Wednesday, October 06, 2010

Stylishly Older

There it was snuck in toward the end of a business article on Boston.com, the concept that the Talbot’s core customer is “… the 60-year-old woman who is much more stylish than she used to be…” Right away, I pictured a little old lady with her hair pulled back in a bun, wearing sensible laced shoes and a cameo pin sitting primly on her white blouse. But then I faced the numbers and realized that I am almost that 60-year-old woman. Actually I have one year and barely a few months left, yet so many of my friends and relatives have already passed this milestone, that it’s easy to feel that I’m part of their club.

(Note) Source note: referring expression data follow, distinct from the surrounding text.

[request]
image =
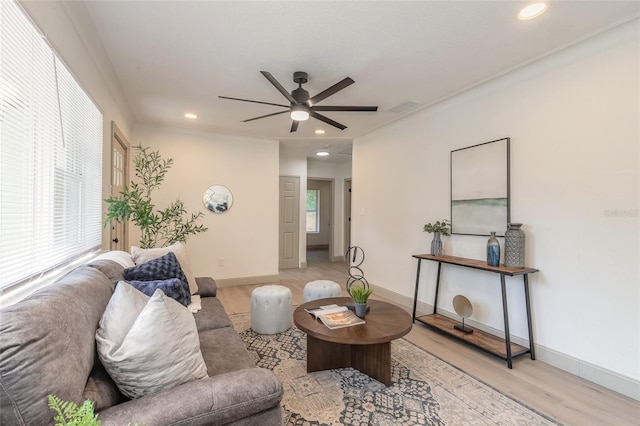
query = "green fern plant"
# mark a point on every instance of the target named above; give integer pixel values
(360, 294)
(67, 413)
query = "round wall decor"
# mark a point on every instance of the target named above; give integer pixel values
(218, 198)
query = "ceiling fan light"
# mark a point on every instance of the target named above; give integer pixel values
(299, 113)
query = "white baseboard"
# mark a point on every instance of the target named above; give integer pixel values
(260, 279)
(626, 386)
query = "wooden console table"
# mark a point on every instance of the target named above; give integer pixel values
(500, 347)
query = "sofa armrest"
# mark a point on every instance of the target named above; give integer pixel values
(216, 400)
(207, 287)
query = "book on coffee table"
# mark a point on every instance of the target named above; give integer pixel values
(334, 316)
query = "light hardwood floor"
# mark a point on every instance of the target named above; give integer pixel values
(560, 395)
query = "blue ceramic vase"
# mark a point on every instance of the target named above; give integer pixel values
(493, 251)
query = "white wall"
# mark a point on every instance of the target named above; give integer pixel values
(574, 123)
(246, 236)
(65, 27)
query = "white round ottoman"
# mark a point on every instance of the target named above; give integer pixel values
(271, 309)
(321, 289)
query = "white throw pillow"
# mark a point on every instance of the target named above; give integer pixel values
(140, 255)
(148, 344)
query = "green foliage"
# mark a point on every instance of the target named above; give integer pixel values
(440, 226)
(159, 228)
(360, 294)
(68, 413)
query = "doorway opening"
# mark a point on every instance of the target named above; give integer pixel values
(319, 220)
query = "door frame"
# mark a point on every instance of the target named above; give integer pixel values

Grandma Sarah warned me that life rushes by. Decades ago I thought that life stretched endlessly in front of me. Back then I was so busy raising three children, moving here and there, volunteering for community and global causes, making couple time, hosting holidays, birthdays and anniversaries, working hard at being an afternoon carpool queen, chasing a dog and cooking and cleaning in between grasping writing moments that the years did whiz by because I didn’t have time to think straight.

Yesterday I was at my grandson Simon’s school, waiting for kindergarten dismissal. I spotted a vaguely familiar woman wandering around in the crowd of nannies, mommies and a few dads. “Janet, is that you?” My daughter Jess had been a classmate of Janet’s oldest daughter. Janet’s hair that had once been long and auburn was bobbed and highlighted. She had on more make up than I remembered but she looked fit and trim and still exuded her warm smile. She gave me a hug and suggested that we have coffee soon.

It never occurred to me to stop being stylish, to quit spicing up my outfits with scarves and beads. Will I ever not want to manicure my nails, coif my hair and coordinate my boots with my bags? I’d like to think that I’ll always be trendy without looking like what my sister and I used to refer to as a “dead teenager,” a person with graying hair and skintight jeans and a studded leather jacket.

Some mornings I wake up with an achy back and a clicking left knee but mostly I feel younger than I know I look. Janet and I are clearly the grandmas; nobody would mistake us for the moms. “Can you believe we’re doing this again!” She exclaimed. It honestly doesn’t feel like twenty years have passed by. There have been graduations, weddings and now there is another baby on the way, the first little Epstein of this generation. I can stand in that schoolyard and blink and there is my son, Aron huddling with a group of his friends. His brother, Jason is hanging from the high bars and calling to me "Mom, can we stay here late today?”